AI & Crypto: Bots, Tokens & Treasuries
Explore how autonomous agents and tokenized Treasuries are reshaping DeFi and TradFi. Learn what founders and investors need to know
Autonomous agents are here. They’re reallocating portfolios in your sleep, turning chat feeds into wallets, and reshaping how digital value moves. Meanwhile, institutions are quietly tokenizing everything from U.S. treasuries to real estate. This newsletter dives deep into AI × Crypto, a narrative that won’t die because it bridges two megatrends. Markets may wobble, but the machine economy and tokenized finance keep advancing.
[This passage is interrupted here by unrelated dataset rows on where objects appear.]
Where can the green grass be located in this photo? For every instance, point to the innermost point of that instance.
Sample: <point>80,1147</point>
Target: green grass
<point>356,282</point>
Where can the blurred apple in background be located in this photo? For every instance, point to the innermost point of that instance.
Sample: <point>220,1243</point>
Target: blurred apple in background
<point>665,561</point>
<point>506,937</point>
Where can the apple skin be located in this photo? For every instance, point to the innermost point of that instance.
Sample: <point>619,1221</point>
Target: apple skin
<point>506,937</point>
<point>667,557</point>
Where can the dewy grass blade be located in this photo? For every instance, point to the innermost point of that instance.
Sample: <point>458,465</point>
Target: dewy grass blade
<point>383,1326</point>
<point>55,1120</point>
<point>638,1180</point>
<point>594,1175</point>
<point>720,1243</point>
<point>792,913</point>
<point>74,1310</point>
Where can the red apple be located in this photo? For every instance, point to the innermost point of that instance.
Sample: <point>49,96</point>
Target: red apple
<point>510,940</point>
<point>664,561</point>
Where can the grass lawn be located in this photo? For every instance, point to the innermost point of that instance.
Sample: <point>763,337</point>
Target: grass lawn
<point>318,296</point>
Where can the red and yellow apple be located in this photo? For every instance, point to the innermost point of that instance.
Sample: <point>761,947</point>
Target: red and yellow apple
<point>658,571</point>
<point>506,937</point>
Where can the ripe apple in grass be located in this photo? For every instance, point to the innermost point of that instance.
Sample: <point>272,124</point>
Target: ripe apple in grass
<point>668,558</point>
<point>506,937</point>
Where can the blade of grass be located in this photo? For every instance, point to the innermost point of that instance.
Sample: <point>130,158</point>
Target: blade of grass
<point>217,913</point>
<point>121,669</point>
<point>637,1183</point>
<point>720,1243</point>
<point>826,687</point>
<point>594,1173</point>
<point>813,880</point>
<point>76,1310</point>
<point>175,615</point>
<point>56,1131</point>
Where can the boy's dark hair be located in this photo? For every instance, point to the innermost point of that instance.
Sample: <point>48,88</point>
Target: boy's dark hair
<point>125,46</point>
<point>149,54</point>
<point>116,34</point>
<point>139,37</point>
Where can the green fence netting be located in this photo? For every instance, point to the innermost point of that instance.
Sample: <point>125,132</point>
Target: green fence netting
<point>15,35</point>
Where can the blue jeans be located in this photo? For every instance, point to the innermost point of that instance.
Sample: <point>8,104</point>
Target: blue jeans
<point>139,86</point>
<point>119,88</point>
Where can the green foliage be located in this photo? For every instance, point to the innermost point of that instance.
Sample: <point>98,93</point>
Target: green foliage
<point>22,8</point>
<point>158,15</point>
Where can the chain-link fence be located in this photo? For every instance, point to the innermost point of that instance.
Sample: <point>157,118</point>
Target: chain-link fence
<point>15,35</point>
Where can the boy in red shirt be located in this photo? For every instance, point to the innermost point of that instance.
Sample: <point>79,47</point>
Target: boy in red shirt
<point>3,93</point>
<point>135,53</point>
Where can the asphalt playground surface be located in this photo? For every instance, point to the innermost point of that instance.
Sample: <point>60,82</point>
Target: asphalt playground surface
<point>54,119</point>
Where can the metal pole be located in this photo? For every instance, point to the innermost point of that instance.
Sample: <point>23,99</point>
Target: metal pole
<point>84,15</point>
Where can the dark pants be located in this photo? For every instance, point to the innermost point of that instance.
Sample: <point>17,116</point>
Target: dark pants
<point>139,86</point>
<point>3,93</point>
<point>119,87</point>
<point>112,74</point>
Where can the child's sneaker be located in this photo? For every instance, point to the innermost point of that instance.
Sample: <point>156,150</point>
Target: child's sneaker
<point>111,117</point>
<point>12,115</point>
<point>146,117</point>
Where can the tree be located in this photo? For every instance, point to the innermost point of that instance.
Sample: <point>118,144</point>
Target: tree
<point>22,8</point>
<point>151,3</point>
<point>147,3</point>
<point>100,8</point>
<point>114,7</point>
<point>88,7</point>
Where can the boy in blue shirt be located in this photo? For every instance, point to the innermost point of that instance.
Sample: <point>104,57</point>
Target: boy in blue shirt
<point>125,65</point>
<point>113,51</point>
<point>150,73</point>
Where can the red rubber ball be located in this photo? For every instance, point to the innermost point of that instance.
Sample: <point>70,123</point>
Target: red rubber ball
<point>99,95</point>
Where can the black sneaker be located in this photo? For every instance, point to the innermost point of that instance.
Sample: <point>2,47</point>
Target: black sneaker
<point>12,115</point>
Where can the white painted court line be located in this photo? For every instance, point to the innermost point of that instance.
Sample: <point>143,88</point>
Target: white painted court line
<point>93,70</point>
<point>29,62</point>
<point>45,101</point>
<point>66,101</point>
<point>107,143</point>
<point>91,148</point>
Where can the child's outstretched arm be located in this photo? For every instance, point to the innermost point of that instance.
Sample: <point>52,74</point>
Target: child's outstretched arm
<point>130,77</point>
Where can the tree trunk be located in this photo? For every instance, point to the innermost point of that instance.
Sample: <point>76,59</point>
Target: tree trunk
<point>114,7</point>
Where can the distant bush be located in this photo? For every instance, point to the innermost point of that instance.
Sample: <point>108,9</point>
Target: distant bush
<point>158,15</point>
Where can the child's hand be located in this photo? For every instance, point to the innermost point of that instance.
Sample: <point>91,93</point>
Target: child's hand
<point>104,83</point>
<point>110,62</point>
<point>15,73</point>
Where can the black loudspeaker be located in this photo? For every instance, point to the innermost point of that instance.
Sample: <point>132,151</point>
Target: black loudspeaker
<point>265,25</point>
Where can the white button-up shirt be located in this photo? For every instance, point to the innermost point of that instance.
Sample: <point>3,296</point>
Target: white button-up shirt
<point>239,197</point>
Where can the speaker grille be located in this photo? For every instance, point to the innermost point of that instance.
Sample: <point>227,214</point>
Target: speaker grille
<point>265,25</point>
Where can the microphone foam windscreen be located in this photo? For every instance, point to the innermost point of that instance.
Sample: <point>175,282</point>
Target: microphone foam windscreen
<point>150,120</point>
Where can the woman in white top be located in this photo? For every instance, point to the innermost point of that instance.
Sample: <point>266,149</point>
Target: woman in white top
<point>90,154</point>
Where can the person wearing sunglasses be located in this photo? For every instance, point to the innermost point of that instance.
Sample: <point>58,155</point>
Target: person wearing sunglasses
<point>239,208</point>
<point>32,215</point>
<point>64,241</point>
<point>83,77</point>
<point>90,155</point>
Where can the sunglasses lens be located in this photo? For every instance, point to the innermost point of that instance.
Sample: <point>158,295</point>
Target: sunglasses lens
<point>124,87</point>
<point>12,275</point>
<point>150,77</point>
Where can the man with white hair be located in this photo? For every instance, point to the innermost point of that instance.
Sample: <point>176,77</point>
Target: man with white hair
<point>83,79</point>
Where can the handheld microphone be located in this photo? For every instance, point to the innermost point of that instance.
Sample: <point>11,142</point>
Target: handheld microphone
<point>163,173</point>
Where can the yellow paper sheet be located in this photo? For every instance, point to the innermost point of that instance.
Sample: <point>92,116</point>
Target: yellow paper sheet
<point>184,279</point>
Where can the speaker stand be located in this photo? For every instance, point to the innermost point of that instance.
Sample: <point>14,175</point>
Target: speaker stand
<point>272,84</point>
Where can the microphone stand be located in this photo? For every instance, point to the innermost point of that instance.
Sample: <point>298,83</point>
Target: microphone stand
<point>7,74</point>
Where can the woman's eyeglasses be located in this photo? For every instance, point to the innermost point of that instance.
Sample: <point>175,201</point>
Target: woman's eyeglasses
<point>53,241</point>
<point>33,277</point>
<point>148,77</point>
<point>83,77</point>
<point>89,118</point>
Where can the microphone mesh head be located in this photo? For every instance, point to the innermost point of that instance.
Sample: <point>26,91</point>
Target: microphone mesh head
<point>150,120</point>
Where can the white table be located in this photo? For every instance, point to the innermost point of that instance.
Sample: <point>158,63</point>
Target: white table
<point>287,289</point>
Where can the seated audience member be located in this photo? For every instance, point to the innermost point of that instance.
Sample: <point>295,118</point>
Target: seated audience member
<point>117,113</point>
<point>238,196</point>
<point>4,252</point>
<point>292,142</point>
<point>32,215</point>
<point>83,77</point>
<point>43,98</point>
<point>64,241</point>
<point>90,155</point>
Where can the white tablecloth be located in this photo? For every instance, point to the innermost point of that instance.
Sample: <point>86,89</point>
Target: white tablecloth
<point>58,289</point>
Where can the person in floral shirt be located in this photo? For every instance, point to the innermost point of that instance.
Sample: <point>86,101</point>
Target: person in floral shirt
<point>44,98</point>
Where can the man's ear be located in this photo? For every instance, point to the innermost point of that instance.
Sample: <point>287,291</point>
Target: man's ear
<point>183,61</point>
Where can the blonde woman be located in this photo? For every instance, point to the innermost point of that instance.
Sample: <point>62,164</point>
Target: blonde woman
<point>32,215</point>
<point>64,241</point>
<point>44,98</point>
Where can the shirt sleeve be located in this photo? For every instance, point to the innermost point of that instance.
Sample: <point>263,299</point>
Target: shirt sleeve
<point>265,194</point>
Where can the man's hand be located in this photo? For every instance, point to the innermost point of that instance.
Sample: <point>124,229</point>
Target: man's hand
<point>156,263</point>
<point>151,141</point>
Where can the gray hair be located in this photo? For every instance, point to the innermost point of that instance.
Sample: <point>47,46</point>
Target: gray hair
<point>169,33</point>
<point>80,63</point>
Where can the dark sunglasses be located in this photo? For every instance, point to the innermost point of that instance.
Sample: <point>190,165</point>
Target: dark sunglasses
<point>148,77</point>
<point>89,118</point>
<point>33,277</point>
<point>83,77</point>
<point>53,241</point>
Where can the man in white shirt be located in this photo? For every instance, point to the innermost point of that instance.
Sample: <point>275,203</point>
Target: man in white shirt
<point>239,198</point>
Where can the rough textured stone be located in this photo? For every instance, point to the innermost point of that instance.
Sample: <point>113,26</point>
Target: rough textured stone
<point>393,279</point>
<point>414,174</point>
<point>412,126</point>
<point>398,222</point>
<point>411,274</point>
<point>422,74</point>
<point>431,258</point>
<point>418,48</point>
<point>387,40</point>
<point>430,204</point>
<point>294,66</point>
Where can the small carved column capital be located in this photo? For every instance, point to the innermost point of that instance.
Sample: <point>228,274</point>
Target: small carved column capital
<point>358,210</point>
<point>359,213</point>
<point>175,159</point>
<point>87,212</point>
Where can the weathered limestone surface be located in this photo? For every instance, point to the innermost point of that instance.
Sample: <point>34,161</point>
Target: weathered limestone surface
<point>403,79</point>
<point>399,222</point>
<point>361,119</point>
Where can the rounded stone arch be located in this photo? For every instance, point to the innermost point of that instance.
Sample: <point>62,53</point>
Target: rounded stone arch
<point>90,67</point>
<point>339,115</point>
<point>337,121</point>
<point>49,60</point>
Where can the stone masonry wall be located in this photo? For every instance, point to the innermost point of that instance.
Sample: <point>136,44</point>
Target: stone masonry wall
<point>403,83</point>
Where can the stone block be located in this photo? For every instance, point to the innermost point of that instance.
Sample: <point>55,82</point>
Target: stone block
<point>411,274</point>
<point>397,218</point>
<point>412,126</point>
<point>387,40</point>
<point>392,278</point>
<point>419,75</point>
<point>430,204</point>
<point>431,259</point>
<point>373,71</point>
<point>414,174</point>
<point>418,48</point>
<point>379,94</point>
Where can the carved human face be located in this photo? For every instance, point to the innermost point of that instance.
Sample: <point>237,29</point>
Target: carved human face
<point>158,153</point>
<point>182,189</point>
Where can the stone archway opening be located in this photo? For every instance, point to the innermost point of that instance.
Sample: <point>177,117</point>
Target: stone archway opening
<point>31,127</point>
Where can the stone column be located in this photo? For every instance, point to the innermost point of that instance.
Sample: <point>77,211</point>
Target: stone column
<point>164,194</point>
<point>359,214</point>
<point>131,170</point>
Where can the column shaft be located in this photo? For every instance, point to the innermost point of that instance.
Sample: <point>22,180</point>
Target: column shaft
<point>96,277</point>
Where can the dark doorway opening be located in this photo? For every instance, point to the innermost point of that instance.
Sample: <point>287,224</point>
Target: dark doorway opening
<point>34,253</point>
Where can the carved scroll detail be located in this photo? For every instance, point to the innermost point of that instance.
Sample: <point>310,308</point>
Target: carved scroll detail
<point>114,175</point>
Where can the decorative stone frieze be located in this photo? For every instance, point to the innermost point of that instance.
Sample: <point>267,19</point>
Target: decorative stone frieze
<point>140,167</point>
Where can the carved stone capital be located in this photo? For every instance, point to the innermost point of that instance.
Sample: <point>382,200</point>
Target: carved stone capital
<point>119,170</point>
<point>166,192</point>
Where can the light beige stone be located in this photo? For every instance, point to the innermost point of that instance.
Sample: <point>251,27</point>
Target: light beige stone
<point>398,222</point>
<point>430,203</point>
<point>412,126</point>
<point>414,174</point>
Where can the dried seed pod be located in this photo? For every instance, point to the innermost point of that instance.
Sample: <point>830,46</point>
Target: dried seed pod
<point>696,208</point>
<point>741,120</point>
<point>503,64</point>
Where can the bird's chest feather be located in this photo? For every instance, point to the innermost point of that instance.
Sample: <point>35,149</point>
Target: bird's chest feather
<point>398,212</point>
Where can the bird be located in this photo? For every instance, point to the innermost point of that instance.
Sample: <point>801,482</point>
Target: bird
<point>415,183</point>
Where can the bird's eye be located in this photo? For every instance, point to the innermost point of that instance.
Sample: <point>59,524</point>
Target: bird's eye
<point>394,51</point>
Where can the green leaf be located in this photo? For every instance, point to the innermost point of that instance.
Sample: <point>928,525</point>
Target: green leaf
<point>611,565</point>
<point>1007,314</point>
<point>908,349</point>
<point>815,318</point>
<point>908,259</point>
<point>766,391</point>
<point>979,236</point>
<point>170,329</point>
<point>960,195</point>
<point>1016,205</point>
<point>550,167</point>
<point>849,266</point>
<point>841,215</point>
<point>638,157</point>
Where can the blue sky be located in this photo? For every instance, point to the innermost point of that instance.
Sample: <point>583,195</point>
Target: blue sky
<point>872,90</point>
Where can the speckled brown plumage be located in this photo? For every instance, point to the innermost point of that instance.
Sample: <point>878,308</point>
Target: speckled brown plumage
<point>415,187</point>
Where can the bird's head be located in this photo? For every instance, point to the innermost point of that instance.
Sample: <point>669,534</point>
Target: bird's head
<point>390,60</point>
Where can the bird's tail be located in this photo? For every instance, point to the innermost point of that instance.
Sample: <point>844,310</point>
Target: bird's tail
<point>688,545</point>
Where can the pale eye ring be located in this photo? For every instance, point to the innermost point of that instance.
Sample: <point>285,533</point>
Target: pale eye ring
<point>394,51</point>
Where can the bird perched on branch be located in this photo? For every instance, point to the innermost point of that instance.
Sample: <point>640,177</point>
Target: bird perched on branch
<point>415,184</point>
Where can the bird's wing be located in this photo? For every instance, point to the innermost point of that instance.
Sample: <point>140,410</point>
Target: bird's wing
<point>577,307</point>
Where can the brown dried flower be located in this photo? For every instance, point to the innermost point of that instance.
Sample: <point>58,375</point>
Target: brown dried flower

Crypto markets look fatigued. AI‑linked tokens slumped 6% this week and opportunistic treasuries are rotating into fringe coins . Yet under the red candles, something bigger is brewing. AI agents now execute trades from within your Telegram chats , and major asset managers are issuing tokenized money‑market funds on public blockchains . The lines between DeFi and TradFi are blurring, and the battle between bots and bankers is just getting started.
Why It Matters
For builders, this shift opens a greenfield: conversational wallets, agent marketplaces, programmable asset wrappers, and trust‑layer infrastructure. For investors, it demands discernment — separating durable platforms from “AI‑in‑name‑only” pumps, and understanding how tokenized yields and autonomous strategies will reshape portfolios. Ignore the narrative at your own risk: AI‑driven DeFi and tokenized treasuries are not competing stories but complementary pillars of the next financial stack.
Deep Dive: AI × Crypto and the New Finance
Market Snapshot: Hype versus Reality
The combined market cap of AI‑related crypto tokens sits in the low single‑digit billions. Hype cycles have pushed and pulled valuations — some names shot up ten‑fold during ChatGPT’s heyday only to retrace sharply. Recent months have seen the sector lag broader crypto, with AI coins falling faster than Bitcoin and Ether . This weakness reflects speculation outrunning adoption, but it doesn’t negate the underlying thesis. Unlike memecoins, AI token projects represent two intertwined trends: autonomous agents and new incentive models.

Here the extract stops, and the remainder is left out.